Sunday, September 20, 2009

sanctification is hard

As a follow-up question to “sanctification,” my web writing professor asked me, basically, “why don't we see more sanctified people?"

I have to agree with him that this world is conspicuously lacking in those who could be called sanctified. However, In John 17:16-17, Jesus prays, “They [meaning us whom have accepted Jesus as our Savior] are not of the world, even as I am not of it. Sanctify them by the truth; your word is truth.”

This has powerful implications. It means that in fact we are sanctified. We are set apart. We are free from sin's power. Yet, we can still make the choice to fall into sin. We still choose to live apart from truth, which is God's word. This is life's great struggle.

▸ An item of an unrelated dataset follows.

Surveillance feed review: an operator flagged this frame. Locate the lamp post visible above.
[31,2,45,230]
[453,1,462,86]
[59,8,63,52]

So why do we see so many people who appear to be living in denial of their sanctification?

Personally, I think its because this world is hard! We live in a place that chews you up and spits you out. This week on campus, there was a sort of time of “revival” in which people spontaneously started sharing their sins with one another, and gathering around each other in love. What struck me the most about this time was not the things people confessed, but the terrible suffering they had gone through.

People are broken. They have been abused, kicked down, laughed at, and spit on.

In many ways, we are continually struggling with sin as a result of our environment. To go back to the mountain-climbing analogy, climbing Mount Everest is terrible. It blows my mind why people like to do that sort of thing. It is not fun. It is freezing. The oxygen debilitates their bodies. The wind shoves them on their face. Each step is an exercise in agony. If it were possible to observe these climbers without seeing the gruesome conditions of their environment, we might say, “Why are they moving so slow? These people are pitiful.” However, when we see the mountains of snow, impossible inclines, and imagine the cold, our response is, “These people are heroes.”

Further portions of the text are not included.